Nearly half of COVID hospitalizations called ‘incidental’
Patients have COVID but are being treated primarily for some other issue
CLOSE TO HALF of the patients being hospitalized in Massachusetts for COVID-19 are incidental cases, meaning they tested positive for the virus while being treated primarily for other issues.
The new information, released for the first time on Thursday, suggests the wave of COVID-19 cases filling up hospitals may not be as severe a problem as previously thought. The patients entering hospitals are still filling up beds and requiring care, but nearly half of them are there for reasons other than COVID.
Physicians in recent weeks say they have noticed more and more of these incidental cases — people coming in after being injured in a car crash or suffering a heart attack and learning their COVID status only when the hospital tested them upon admission. Doctors have also said beds tend to fill with homeless or dialysis patients who have tested positive for COVID and can’t return to shelters or dialysis centers because of their COVID status.
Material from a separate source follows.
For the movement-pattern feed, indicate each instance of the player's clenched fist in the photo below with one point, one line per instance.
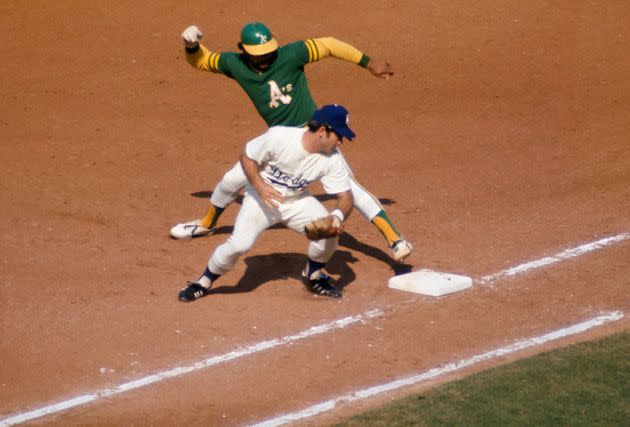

The state Department of Public Health began gathering the new data from hospitals on January 10 and statewide results were released on Thursday for the period January 13-18. Each day’s patient totals were slightly different, but the pattern was consistent, with 50 to 52 percent of the patients being treated primarily for COVID-19 and 48 to 49 percent being treated primarily for some other health issue.
On Tuesday, according to the just-released state numbers, a total of 3,187 patients were hospitalized statewide for COVID, with 1,624, or 51 percent, treated primarily for COVID-19 and 1,563, or 49 percent, treated primarily for something else.
State statistics indicate 475 of the COVID patients on that day were in hospital intensive care units and 284 were intubated. The latest data doesn’t indicate how many of those patients were incidental.
Paul Hattis, a senior fellow at the Lown Institute, said the numbers could provide policymakers with valuable information. He gave the hypothetical example of two 300-bed hospitals, each 95 percent occupied and serving roughly the same size communities. Both have 100 COVID patients, but the first hospital has 10 that are incidental and the second hospital has 40 that are incidental.“If you ask me, knowing nothing else, which hospital is likely to be overwhelmed with patients in the next few weeks, the answer is the first hospital because it has 90 sick COVID patients that may not be leaving very soon,” Hattis said. “Also, the fact that is has only 10 percent incidental means it is very likely located in a lower-vaccinated community and more at risk of getting higher numbers of sick COVID patients coming to it.”